When presenting data we should always identify and use relevant comparitors to put the current data in context. With surveys there are three comparisons we typically make:
1) We compare with other internal groups – eg comparing one function’s results with another
2) We compare with the same group in a different time period (to see change)
3) We might compare with an external group, such as another firm in the same industry.
The validity of any comparison depends on how similar the groups in question are. What we’re really trying to do is hold all other potential variables constant and therefore show that what we’re displaying (the results of a survey question or dimension) is due, at least in part, to the differences between comparitors.
How good are these comparitors at doing that?
If we take the worst first then we can see that comparing your employees to those in another firm has too many differences to produce strong validity. There are too many different potential factors of differences in the variable in question for us to draw any real conclusions. These comparisons are good to massage senior managers’ egos but they’re not terribly useful to drive good decisions.
The other two comparisons are much better and we’d recommend using them. However, we add another comparitor which can further aid comprehension of what is going on – the predicted value.
Predicted Engagement as a comparitor
Let’s consider Engagement, typically a significant question for any employee survey. What we’re really trying to understand when doing a survey is twofold:
- Where do we stand in relation to our chosen comparitors?
- What can we do to improve levels of engagement, and hopefully the business outcomes we really care about?
If we take the former question, as mentioned above what we want to show is the difference in engagement due to the variable we’re using to compare, eg the function. We therefore need to account for the other potential reasons for a difference.
We know engagement is related to both the experience of the employee and certain underlying factors such as tenure. Engagement over tenure can often be shown to form a bathtub curve, where it first falls as the honeymoon period wears off and then increases as disengaged employees select themselves out by leaving the firm. There are other similar relationships either industry-wide or specific to the firm.

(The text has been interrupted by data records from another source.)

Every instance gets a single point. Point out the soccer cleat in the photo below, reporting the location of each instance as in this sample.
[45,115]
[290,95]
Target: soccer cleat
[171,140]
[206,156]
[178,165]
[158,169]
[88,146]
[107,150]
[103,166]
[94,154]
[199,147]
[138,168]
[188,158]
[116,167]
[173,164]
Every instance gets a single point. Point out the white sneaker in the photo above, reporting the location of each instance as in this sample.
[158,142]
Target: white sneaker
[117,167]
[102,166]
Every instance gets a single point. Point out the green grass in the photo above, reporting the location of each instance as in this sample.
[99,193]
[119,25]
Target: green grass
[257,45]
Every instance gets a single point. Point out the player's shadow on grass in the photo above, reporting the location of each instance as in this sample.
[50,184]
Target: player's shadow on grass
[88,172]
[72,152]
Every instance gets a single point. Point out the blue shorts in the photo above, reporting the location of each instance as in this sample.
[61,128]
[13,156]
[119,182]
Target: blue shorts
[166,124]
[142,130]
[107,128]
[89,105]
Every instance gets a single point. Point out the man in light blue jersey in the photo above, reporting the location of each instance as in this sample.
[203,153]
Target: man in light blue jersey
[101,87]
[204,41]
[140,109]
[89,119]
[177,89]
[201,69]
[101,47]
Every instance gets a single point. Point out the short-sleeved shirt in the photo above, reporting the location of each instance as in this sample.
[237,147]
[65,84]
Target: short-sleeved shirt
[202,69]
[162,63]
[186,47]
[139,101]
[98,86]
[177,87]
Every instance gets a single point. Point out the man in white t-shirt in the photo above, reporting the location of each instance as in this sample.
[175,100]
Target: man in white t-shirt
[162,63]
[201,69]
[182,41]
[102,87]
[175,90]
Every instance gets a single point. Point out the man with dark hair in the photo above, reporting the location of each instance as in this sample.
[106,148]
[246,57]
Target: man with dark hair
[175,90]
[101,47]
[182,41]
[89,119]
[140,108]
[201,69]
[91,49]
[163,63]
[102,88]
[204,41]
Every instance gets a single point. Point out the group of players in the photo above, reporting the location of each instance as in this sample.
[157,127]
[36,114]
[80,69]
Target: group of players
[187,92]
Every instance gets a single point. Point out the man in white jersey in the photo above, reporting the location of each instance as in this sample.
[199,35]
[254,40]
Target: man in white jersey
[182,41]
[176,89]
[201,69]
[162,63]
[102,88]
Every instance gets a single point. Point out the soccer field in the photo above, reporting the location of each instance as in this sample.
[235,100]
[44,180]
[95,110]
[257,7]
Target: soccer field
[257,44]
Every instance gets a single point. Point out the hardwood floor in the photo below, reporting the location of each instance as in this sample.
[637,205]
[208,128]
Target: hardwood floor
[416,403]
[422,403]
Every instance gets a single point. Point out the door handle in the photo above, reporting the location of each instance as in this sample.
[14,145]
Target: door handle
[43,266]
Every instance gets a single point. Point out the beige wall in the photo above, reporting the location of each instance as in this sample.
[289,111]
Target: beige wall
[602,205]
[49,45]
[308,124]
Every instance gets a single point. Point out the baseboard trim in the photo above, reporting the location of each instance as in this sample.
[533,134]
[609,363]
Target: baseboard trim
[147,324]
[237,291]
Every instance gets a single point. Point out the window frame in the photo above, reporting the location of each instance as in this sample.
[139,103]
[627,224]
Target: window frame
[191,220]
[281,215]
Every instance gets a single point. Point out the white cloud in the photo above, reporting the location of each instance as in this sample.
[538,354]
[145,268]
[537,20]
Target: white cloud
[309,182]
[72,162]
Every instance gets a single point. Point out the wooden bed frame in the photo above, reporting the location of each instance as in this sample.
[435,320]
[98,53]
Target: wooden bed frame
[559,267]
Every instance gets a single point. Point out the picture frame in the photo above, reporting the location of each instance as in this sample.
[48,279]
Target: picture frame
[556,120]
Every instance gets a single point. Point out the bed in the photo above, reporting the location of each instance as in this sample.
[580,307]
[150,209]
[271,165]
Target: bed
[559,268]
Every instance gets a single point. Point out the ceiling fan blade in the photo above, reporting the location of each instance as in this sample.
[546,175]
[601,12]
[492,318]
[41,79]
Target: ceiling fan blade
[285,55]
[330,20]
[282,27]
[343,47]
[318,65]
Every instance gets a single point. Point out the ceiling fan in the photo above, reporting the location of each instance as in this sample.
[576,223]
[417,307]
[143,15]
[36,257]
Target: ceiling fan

Let’s make a simple example. Let’s compare two departments, A and B. Department A has mainly established employees, and therefore a natural level of engagement matching this group. Department B is new and hired from outside. We’d expect Department B to have a higher level of engagement regardless of how the experiences that employees in either department had received.
How do we make realistic comparisons between these groups? We use a predictive model. This model assigns a probability to each employee of them being engaged based on who they are and their employment history. We then roll these engagement probabilities up to the level of the group being compared – in this instance Departments A and B.
With this figure we can visualise the data in two ways:
- We can show the levels of engagement between the two departments with two comparitors – the other department and the predicted level for each department. We use variations of bullet graphs to do this.
- We can show the differences of both departments recorded engagement levels from their expected levels (ie observed – expected). In so doing we can rank departments based on the differences from their expected level.
As with any model it’s not perfect, but we believe that by using a predictive model to present survey data in this way is reducing the issues of making comparisons between groups and thus increase the likelihood we can make effective decisions.